Cara penularan pullorum
menurut Hofstad et al., (1984) dapat
terjadi melalui :
· Secara
vertikal atau kongenital yaitu penularan dari induk ayam betina kepada anaknya
melalui telur.
· Secara
horizontal penularan terjadi melalui kontak langsung yaitu antara unggas yang secara klinis sakit dengan ayam carrier atau ayam sehat
· Secara
tidak langsung penularan dapat terjadi melalui oral yakni melalui makanan dan
minuman yang tercemar, peralatan, kandang, litter, dan pakaian dari
pegawai kandang yang terkontaminasi.
· Secara aerogen,
biasanya penularan terjadi dalam mesin tetas melalui debu, bulu-bulu anak ayam,
pecahan kulit telur dan sebagainya.
Gejala
klinis yang timbul menurut Young et al.,
(2000) antara lain :
· Ayam
kelihatan mengantuk (mata menutup)
· Jengger
kebiruan
· Bergerombol
pada suatu tempat dan nafsu makan berkurang.
· Diare
putih atau coklat kehijau-hijauan dan terdapat gumpalan seperti pasta disertai
kelemahan kaki,
· Sayap
menggantung kusam, lumpuh, dan nampak sesak nafas.
· Terjadi
pembengkakan pada sendi merupakan gambaran umum pada pullorum.
· Ayam-ayam
yang tahan hidup mengalami hambatan pertumbuhan.
· Pada
ayam dewasa gejala penyakit sukar dilihat, tetapi kadang-kadang terlihat adanya
tanda-tanda depresi, kekurusan, anemia, diare, dan produksi telur menurun.
Gambar
7. Gejala Klinis yang tampak pada ayam penderita Pullorum.
Pengobatan
dan pencegahan yang dapat dilakukan antara lain :
· Pelaporan
kepada medik dan paramedik veteriner, dilakukan pengobatan menggunakan antibiotik.
· Namun
pengobatan tidak dapat menghilangkan penyakit tersebut
· Sebaiknya
ayam yang sudah terlanjur terinfeksi parah dimusnahkan untuk menghindari adanya
carrier yang bersifat kronis.
· Sebelum
kandang dipakai harus dibersihkan dan dilabur dengan kapur atau disemprot
dengan salah satu diantara NaOH 2%, formalin 1-2% Giocide atau difumigasi
dengan campuran formalin dan KMn04.
· Bila
memakai litter, harus diusahakan agar tetap kering dan tetap dijaga kebersihan
serta ventilasi yang baik.
· Kandang hendaknya selalu terkena sinar matahari.
· Membersihkan
selalu halaman, tempat makanan dan hindari dari sisa makanan.
· Telur tetas dan anak-anak ayam harus berasal dari peternakan yang bebas pullorum (Direktur Kesehatan Hewan, 2002b).
BAB III
URAIAN PELAKSANAAN KEGIATAN
3.1. Deskripsi Kegiatan
Kegiatan sosialisasi koasistensi kesmavet
dilaksanakan pada hari Minggu, 14 Juli 2019 pukul 12.00 WITA sampai
selesai.
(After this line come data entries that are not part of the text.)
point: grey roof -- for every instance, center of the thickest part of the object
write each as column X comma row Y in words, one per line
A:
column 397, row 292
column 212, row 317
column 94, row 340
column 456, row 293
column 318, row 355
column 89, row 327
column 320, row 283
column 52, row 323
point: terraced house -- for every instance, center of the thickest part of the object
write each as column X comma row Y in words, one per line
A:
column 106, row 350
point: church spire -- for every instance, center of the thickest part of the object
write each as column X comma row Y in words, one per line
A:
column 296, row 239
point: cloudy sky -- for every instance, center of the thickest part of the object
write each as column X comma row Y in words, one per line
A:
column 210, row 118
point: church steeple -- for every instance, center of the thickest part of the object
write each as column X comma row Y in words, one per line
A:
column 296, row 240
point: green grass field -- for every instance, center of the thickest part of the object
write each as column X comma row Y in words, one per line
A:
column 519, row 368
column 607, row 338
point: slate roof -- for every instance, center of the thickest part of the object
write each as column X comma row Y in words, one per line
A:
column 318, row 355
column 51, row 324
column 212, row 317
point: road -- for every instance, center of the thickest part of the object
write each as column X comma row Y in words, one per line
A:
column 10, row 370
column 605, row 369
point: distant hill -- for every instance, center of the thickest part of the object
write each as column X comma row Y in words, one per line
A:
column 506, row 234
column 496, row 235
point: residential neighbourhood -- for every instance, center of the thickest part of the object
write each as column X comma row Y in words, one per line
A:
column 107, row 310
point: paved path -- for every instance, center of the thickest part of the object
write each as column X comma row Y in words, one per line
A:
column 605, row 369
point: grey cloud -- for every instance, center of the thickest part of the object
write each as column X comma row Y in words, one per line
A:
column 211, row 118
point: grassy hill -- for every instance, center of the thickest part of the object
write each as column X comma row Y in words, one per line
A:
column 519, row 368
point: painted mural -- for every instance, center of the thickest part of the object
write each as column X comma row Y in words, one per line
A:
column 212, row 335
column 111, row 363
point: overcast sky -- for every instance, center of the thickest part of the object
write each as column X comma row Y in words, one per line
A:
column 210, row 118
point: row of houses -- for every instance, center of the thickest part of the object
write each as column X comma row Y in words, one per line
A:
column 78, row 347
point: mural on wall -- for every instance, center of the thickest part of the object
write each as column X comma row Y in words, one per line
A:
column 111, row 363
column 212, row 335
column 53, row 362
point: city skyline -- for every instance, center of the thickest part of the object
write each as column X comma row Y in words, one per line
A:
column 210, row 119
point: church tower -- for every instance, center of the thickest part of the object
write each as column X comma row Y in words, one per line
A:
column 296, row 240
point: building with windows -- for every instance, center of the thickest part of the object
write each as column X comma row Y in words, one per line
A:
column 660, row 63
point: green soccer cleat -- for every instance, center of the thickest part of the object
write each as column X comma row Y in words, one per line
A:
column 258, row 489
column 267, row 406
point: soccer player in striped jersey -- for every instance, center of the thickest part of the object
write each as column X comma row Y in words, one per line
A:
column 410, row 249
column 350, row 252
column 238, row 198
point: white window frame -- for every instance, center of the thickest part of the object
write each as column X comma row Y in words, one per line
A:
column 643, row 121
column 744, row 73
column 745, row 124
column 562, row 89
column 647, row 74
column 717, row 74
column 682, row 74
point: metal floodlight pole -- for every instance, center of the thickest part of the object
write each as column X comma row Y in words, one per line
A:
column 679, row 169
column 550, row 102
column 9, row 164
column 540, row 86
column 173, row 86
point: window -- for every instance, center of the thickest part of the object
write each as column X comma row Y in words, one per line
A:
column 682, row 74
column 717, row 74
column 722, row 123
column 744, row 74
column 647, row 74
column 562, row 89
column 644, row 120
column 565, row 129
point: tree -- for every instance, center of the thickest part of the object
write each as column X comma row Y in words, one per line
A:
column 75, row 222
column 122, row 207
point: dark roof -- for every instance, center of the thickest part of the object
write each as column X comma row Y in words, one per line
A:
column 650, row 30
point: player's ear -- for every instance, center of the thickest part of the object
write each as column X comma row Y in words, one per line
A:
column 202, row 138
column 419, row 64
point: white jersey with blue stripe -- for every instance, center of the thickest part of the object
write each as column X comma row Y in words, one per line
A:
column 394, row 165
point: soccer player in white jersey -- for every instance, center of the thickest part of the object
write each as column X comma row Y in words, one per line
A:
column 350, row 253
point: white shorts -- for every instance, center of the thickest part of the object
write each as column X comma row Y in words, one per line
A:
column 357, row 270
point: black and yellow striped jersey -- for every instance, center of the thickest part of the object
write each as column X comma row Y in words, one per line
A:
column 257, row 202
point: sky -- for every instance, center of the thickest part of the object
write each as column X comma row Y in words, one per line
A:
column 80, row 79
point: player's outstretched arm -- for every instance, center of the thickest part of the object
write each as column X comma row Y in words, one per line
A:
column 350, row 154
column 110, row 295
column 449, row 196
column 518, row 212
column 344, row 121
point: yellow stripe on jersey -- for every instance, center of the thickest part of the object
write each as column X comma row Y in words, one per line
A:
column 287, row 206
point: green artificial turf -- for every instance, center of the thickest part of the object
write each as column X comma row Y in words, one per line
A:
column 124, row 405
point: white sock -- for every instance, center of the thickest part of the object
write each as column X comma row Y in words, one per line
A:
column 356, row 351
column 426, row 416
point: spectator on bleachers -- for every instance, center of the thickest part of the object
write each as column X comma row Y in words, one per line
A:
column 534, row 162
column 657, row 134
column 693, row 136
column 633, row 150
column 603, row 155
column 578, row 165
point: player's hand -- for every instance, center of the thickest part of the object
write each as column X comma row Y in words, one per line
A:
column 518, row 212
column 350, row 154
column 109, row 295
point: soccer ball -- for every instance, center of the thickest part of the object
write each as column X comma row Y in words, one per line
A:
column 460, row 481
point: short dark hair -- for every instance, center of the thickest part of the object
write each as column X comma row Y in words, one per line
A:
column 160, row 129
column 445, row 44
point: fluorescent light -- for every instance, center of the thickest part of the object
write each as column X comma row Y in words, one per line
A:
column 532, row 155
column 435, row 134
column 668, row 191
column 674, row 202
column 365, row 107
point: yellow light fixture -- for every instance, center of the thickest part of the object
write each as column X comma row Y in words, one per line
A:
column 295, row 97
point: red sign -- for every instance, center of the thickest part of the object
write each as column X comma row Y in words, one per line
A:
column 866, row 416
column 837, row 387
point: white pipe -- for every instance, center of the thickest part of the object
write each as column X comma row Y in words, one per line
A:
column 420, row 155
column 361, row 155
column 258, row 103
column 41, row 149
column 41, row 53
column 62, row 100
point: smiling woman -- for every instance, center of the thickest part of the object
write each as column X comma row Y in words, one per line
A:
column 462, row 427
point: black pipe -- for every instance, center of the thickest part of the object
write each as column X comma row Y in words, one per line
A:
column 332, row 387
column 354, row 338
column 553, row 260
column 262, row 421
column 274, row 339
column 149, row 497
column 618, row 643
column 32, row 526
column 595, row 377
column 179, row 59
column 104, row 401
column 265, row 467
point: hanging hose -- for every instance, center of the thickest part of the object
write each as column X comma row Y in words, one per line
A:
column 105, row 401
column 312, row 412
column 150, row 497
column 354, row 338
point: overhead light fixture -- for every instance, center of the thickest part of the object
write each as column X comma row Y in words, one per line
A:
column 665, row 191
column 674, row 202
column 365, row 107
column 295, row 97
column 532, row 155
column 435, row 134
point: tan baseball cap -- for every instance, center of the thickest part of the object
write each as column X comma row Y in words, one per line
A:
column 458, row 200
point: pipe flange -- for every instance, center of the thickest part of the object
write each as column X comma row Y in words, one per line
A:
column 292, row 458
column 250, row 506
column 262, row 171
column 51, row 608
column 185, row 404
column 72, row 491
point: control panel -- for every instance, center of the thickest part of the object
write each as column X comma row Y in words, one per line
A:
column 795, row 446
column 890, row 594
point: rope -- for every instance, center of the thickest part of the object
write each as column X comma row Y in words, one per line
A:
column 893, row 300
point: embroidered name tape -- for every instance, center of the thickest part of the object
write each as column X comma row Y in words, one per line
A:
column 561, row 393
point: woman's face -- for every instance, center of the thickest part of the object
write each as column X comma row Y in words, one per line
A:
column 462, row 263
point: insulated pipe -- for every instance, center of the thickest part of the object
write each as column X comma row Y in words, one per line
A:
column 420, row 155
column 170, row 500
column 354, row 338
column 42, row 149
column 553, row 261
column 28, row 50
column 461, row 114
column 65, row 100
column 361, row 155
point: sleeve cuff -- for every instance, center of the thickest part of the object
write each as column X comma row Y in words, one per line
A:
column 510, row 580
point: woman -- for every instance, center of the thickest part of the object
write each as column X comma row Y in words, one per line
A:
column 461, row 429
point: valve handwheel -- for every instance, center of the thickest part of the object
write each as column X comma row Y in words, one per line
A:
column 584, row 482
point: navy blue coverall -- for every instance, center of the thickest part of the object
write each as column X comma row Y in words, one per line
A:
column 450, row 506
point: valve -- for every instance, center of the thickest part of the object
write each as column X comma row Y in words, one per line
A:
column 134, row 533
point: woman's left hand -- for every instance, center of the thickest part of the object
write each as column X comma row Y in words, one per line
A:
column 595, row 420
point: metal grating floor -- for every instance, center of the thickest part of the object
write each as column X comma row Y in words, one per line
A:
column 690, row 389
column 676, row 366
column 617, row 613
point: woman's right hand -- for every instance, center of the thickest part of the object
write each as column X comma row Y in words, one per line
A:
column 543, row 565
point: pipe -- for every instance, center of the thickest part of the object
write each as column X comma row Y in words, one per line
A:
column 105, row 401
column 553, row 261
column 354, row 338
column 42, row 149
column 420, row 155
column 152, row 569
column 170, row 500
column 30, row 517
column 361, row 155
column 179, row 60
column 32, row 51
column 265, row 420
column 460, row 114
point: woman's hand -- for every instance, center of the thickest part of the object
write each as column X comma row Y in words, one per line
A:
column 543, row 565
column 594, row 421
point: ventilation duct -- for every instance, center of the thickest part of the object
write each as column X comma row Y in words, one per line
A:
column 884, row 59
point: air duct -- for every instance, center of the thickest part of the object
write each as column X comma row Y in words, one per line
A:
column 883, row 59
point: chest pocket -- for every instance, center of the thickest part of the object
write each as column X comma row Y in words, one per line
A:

Sasaran kegiatan ini adalah pada petani-peternak. Oleh karena itu
dipilihlah Kelompok Tani Viladelfia yang bertempat di Kelurahan Oesao,
Kecamatan Kupang Tengah, Kabupaten Kupang. Kegiatan sosialisasi mengusung tema mengenai
isu kesmavet yang sedang hangat diperbincangkan yaitu tentang penggunaan
antibiotik pada hewan. Tema yang diangkat adalah “Bahaya Resistensi Antimikroba
dan Penyakit pada Ternak”. Kegiatan ini dilakukan dengan metode presentasi dan
kemudian dilanjutkan dengan diskusi. Selama jalannya kegiatan sosialisasi,
mahasiswa koasistensi didampingi oleh dosen pengampuh koasistensi kesmavet
diikuti oleh 22 orang yang terdiri dari 1 orang dosen pendamping koasistensi
kesmavet, 7 orang mahasiswa koasistensi kesmavet dan 14 orang petani-peternak
dari Kelompok Tani Viladelfia. Kegiatan sosialisasi dimulai dengan penyampaian
materi oleh 2 orang narasumber dan dipandu oleh 1 orang moderator. Setelah
penyampaian materi, kegiatan dilanjutkan dengan sesi diskusi atau tanya jawab.
Berdasarkan hasil observasi selama berlangsungnya kegiatan sosialisasi,
antusiasme peserta terhadap materi yang disampaikan sangat baik. Hal ini dapat
dilihat dari munculnya berbagai pertanyaan yang diajukan oleh peserta
(petani-peternak Kelompok Tani Viladelfia) kepada narasumber.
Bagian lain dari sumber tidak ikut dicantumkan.